Der zweite Bereich, der für die Medizinprodukte-Unternehmen von Bedeutung ist, sind Produkttests. Gerade im Hinblick auf die neuen EU-Verordnungen MDR und IVDR sind Nachweise zur Funktion, Sicherheit, Qualität und Wirkungsweise von Medizinprodukten von zunehmender Wichtigkeit. Hier arbeiten wir auch intensiv mit Abteilungen der plastischen Chirurgie zusammen, sodass die Grundlagenforschung direkt zum Anwender kommt und das Feedback rasch wieder in die Praxis der Betriebe zurückgespielt wird. Mediziner, die täglich am Patienten arbeiten, kennen die Bedürfnisse sehr genau. In der Wundbehandlung gibt es schon sehr viele Produkte, die aus derartigen Kooperationen entstanden sind.
Österreich gilt eher als innovations- und wissenschaftsskeptisches Land. Welchen Stellenwert haben Innovationen im Gesundheitswesen unter diesem Aspekt?
Hier passiert schon ein Umdenken. Es geht nicht mehr darum, Wunden zu behandeln, sondern auch, sie zum Abheilen zu bringen, denn jeder Tag mehr Liegezeit kostet Leid und Geld.
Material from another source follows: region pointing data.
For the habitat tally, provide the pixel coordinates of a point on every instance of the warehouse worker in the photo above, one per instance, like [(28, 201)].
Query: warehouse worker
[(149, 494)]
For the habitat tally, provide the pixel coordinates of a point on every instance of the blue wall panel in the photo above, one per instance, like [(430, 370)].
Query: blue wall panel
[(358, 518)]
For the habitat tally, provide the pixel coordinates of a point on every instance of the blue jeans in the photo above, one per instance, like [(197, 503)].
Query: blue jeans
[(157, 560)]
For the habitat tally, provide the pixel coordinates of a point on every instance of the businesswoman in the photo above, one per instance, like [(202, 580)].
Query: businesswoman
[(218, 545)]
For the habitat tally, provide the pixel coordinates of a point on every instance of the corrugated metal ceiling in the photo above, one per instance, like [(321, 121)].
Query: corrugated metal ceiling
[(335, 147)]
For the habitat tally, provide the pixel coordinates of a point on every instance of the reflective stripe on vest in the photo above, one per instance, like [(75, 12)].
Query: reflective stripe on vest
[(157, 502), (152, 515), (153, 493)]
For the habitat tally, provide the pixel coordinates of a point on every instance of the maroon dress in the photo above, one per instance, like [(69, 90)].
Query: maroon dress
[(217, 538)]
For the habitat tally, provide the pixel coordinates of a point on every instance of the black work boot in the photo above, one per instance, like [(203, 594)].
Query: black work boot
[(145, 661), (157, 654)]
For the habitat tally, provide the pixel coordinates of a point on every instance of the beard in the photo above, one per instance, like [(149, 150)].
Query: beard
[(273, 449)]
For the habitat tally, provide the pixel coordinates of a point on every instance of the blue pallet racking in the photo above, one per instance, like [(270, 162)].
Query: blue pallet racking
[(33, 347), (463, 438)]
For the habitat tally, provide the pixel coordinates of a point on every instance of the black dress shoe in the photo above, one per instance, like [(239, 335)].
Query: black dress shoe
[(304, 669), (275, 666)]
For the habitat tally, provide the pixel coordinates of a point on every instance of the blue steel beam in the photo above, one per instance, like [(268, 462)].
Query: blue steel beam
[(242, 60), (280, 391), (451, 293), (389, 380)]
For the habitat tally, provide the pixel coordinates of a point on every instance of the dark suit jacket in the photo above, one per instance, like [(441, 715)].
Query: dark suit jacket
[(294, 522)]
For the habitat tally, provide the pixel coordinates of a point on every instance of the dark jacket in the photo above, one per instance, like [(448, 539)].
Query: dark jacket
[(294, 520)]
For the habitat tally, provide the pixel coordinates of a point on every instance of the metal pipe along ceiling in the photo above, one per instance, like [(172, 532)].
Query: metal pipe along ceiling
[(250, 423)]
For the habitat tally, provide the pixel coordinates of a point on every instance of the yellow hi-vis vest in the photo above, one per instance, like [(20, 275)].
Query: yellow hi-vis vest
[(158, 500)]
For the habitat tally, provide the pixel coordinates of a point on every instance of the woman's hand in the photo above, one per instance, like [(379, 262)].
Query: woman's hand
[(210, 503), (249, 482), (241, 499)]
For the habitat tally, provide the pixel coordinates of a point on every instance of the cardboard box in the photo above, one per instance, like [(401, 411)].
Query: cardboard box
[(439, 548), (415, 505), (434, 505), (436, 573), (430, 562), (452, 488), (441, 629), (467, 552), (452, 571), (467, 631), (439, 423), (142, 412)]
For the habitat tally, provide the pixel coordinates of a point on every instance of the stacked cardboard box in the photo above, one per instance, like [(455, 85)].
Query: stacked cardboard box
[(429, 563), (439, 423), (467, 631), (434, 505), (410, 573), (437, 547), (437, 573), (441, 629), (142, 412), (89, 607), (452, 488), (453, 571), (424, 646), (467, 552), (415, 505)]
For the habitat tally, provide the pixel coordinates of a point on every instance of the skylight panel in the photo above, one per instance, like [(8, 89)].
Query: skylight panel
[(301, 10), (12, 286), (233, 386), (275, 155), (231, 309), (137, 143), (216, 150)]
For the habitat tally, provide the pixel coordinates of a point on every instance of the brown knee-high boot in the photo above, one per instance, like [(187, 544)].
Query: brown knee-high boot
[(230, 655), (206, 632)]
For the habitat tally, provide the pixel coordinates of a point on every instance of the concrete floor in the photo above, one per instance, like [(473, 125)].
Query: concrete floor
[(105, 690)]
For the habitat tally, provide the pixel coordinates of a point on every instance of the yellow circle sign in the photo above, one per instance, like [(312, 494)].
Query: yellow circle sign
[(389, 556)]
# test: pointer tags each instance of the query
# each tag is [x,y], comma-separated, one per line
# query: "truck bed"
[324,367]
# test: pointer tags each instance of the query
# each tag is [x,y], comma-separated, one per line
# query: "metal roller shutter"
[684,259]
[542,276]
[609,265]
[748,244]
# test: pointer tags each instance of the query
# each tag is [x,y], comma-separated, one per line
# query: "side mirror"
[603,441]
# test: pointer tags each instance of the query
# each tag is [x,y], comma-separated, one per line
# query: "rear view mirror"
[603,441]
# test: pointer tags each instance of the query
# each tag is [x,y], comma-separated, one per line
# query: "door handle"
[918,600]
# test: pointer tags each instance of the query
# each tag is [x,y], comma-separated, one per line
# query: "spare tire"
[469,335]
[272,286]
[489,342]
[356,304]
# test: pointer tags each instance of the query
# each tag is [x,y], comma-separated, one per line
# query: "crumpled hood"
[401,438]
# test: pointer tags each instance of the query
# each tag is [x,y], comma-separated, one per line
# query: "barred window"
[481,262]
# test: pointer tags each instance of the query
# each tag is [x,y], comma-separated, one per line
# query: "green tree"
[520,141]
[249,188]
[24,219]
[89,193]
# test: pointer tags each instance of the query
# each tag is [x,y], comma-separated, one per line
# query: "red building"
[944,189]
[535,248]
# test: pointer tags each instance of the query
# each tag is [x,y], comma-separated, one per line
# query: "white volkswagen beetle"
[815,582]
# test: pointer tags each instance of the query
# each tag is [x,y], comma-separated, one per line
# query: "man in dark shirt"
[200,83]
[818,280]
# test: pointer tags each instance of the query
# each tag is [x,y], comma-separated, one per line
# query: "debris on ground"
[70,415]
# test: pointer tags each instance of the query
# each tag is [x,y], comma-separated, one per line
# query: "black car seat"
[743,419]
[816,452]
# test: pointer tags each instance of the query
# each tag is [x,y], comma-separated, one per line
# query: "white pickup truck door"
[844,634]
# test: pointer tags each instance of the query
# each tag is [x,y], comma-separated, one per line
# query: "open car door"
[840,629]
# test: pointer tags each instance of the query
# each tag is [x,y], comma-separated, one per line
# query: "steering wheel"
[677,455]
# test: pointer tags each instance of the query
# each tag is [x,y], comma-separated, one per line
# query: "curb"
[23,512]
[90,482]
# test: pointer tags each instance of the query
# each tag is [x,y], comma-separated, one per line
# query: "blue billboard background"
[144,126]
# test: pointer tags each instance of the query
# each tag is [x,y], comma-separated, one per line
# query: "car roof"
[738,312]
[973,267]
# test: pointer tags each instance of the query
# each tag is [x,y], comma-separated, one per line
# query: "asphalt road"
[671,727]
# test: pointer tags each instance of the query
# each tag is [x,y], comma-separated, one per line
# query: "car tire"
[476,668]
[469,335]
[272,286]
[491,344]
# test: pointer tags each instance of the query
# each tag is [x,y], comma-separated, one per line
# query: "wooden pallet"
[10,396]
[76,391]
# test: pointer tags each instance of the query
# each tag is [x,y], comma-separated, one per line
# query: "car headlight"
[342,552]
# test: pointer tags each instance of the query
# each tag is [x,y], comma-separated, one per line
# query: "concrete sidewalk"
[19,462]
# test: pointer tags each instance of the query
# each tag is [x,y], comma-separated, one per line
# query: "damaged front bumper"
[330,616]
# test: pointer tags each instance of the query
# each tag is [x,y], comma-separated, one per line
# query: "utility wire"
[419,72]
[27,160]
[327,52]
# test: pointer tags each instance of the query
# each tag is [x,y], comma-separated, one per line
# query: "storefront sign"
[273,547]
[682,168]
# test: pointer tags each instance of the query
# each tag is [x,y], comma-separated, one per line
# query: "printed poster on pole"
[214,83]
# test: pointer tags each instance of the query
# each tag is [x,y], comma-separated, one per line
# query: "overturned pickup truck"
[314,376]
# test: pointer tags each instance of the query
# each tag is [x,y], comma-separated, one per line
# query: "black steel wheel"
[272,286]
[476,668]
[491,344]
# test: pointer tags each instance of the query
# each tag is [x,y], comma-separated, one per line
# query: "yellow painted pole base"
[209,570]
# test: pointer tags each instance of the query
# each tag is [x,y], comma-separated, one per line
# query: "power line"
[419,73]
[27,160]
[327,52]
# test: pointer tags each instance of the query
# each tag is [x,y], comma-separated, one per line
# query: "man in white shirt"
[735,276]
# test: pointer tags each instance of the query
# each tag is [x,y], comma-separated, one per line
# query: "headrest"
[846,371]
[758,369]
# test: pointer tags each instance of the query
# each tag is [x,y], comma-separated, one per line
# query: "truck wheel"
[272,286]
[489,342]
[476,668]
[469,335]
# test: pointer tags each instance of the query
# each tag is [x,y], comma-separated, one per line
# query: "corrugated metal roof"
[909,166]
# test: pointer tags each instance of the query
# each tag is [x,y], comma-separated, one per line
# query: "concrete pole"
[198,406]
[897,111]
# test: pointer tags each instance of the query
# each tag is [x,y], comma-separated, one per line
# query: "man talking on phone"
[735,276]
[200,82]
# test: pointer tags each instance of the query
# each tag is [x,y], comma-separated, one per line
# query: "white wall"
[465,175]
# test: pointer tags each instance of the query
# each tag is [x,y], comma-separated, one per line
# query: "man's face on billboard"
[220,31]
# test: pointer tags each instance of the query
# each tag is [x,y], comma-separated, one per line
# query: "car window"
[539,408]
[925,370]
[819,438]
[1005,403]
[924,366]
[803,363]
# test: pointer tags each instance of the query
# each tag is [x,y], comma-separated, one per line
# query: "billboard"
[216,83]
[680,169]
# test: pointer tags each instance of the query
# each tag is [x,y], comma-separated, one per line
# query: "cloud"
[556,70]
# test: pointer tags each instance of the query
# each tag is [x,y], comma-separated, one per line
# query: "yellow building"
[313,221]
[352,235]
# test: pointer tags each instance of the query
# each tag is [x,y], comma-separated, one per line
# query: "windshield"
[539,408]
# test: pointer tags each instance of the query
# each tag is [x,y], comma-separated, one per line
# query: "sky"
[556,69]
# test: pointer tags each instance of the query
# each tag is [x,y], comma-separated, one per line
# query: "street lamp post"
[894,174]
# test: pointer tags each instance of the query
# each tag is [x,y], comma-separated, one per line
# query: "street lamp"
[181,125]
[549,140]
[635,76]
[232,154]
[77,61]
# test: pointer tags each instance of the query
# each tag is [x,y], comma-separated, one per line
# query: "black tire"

Daher sind zum Beispiel Innovationen im Bereich von Verbandsstoffen direkt kostenwirksam – im Spital, beim Personal und damit auch volkswirtschaftlich.
Die EU-Verordnungen MDR und IVDR legen die Latte für Innovationen hoch. Kommen neue Produkte überhaupt noch rechtzeitig zu den Patienten?
Ganz im Gegenteil. Ich denke, dass man nun viel stärker interdisziplinär entwickeln muss und damit intelligente Produkte größere Chancen bekommen und für Scheininnovationen gar nicht erst Zeit und Geld verschwendet wird. Natürlich sind die Anforderungen strenger geworden, das heißt aber, dass bewusster mit Innovationen umgegangen und viel mehr schon in der Planung vorweggenommen wird.
Was muss eine Innovation aus Sicht eines Mediziners „leisten“ können, um Kostensparpotenziale zu eröffnen?
Das ist ganz einfach an einem Beispiel erklärt: Ein moderner Verband soll nicht einfach eine Wunde abdecken, sondern muss schon mehr können, und zwar bei der Diagnose, der Therapie und der Wundheilung unterstützen. Sensor- und Indikatormaterialien können das. Damit schafft er mehr Komfort für Patienten und das Personal, denn niemand davon will täglich einen Verbandswechsel.
Was muss eine Innovation aus Sicht des Forschers „leisten“ können?
Forscher wollen etwas Neues, Bahnbrechendes entdecken und nachhaltige Veränderungen bewirken. Genau genommen haben wir das gleiche Interesse: Wir wollen Prozesse verstehen und Ergebnisse positiv verändern.
Was darf Innovation kosten und wer muss investieren?
Grundlagenforschung wird meist mit öffentlichen Geldern finanziert, sobald die ersten Anwendungen daraus entstehen, sind es oft Unternehmen, die sich beteiligen. Je früher eine Vernetzung stattfindet, desto besser. Das stellt sicher, dass die Forscher nicht an der Industrie vorbeientwickeln und die Industrie nicht an den Klinikern vorbeiarbeitet. Lange Zeit war es verpönt, mit der Industrie zu kooperieren, um die Unabhängigkeit der Forschung sicherzustellen. Mittlerweile haben wir aber alle erkannt, dass gute Kooperationen eine Grundlage sind, um auch praxistaugliche Ergebnisse zu erhalten. Wir brauchen beides – einen gewissen Grad an Unabhängigkeit, aber auch Wünsche und Vorgaben der Unternehmen.